Ciriani (Fdi): «Perché diciamo no al reddito di cittadinanza»

Il presidente dei senatori di Fratelli d'Italia commenta ai microfoni del DiariodelWeb.it le proposte per la legge di Bilancio: «Il peso del M5s purtroppo si sente»

Luca Ciriani, presidente dei senatori di Fratelli d'Italia, dal palco di Atreju18 ha fatto un intervento molto duro nei confronti del reddito di cittadinanza. Perché?
Perché la riteniamo una misura che non avrà effetti economici, nel senso che non contribuirà alla crescita né dei consumi, né del Pil. Proprio come era già accaduto con gli 80 euro regalati da Renzi. Ma, soprattutto, ho voluto insistere anche su un aspetto, diciamo così, diseducativo: non vorrei che molti giovani siano indotti a pensare che si può tranquillamente restare a casa in attesa dell'assegno di Stato. Peraltro c'è anche il rischio che il reddito di cittadinanza spinga molti furbi a lavorare in nero e arrotondare poi con il reddito garantito dallo Stato.

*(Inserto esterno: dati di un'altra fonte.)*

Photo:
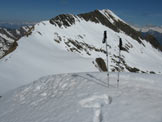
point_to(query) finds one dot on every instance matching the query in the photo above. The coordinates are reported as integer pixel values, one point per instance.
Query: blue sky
(140, 12)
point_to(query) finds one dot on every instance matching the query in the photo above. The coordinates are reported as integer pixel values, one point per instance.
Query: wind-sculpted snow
(54, 49)
(85, 97)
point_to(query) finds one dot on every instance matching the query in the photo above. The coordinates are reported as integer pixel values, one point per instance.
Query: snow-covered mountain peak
(73, 43)
(110, 14)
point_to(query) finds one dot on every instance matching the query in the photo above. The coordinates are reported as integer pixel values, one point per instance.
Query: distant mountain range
(9, 25)
(155, 31)
(71, 43)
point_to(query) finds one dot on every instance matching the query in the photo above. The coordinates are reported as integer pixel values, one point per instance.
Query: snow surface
(85, 97)
(39, 54)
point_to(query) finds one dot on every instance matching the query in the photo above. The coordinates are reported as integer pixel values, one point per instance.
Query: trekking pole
(105, 41)
(120, 47)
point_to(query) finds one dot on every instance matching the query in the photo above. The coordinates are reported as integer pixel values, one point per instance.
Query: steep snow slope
(8, 38)
(71, 43)
(84, 97)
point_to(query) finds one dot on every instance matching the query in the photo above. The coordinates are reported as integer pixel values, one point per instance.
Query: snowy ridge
(108, 13)
(85, 97)
(71, 43)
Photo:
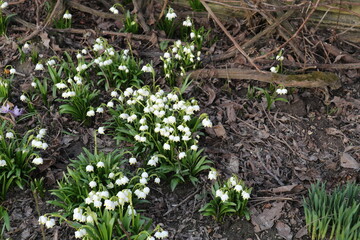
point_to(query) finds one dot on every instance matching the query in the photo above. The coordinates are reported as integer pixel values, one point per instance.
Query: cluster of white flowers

Invece, per quanto riguarda le proposte avanzate dalla Lega per la finanziaria, il vostro giudizio è positivo?
Alcune sono quelle che avevamo sottoscritto in campagna elettorale, quindi vanno bene. Tutto quello che parla di riduzione delle tasse, naturalmente, è musica per le nostre orecchie. Certo, ci aspettavamo un po' di più, ma i numeri ancora non li abbiamo visti, siamo solo agli annunci. Quando avremo in mano il documento economico e finanziario del governo, potremo dare un giudizio complessivo. Quello che dispiace è che si poteva sicuramente fare di più: il peso dei Cinque stelle in materia economica, purtroppo, si fa sentire, spero non troppo.

Ma è vero che all'interno dell'accordo stipulato l'altro giorno tra Meloni, Salvini e Berlusconi è previsto anche il vostro voto alle proposte leghiste in finanziaria?
Non so se ci sia stato questo accordo, perché non ero presente e lo sa soltanto Giorgia Meloni.

Però qualcosa ai suoi senatori dovrà pur dirlo...
Non posso parlare per Giorgia. Ma posso dire comunque con la massima tranquillità che, come abbiamo votato in aula i provvedimenti sull'immigrazione che erano coerenti e in linea con il nostro programma, lo faremo anche per la finanziaria. Se ci sarà la riduzione delle tasse, sicuramente voteremo a favore. Certo è che, rispetto a quanto immaginavamo e speravamo, quello che si preannuncia è nettamente inferiore.

Questo giudizio vale complessivamente per questi primi mesi di governo: bene la Lega, un po' meno il M5s?
Sì, perché il contratto di governo mette insieme due scuole di pensiero che, secondo me, sono molto diverse. La parte gestita dalla Lega è in maggioranza apprezzabile, ma il rischio è che, per bilanciare il loro peso, lascino un po' troppo la mano libera al Movimento 5 stelle in tema di politiche sociali ed economiche. Lo scopriremo presto. Anche per quanto riguarda la questione dello sforamento dei parametri europei: si può sforare tranquillamente, purché lo si faccia per investimenti, non per spesa corrente.

E quando ha sentito Berlusconi prevedere che il centrodestra tornerà presto al governo?
Se è un auspicio, lo faccio anche mio. Non sono così ottimista, ma se ha ragione Berlusconi meglio per noi.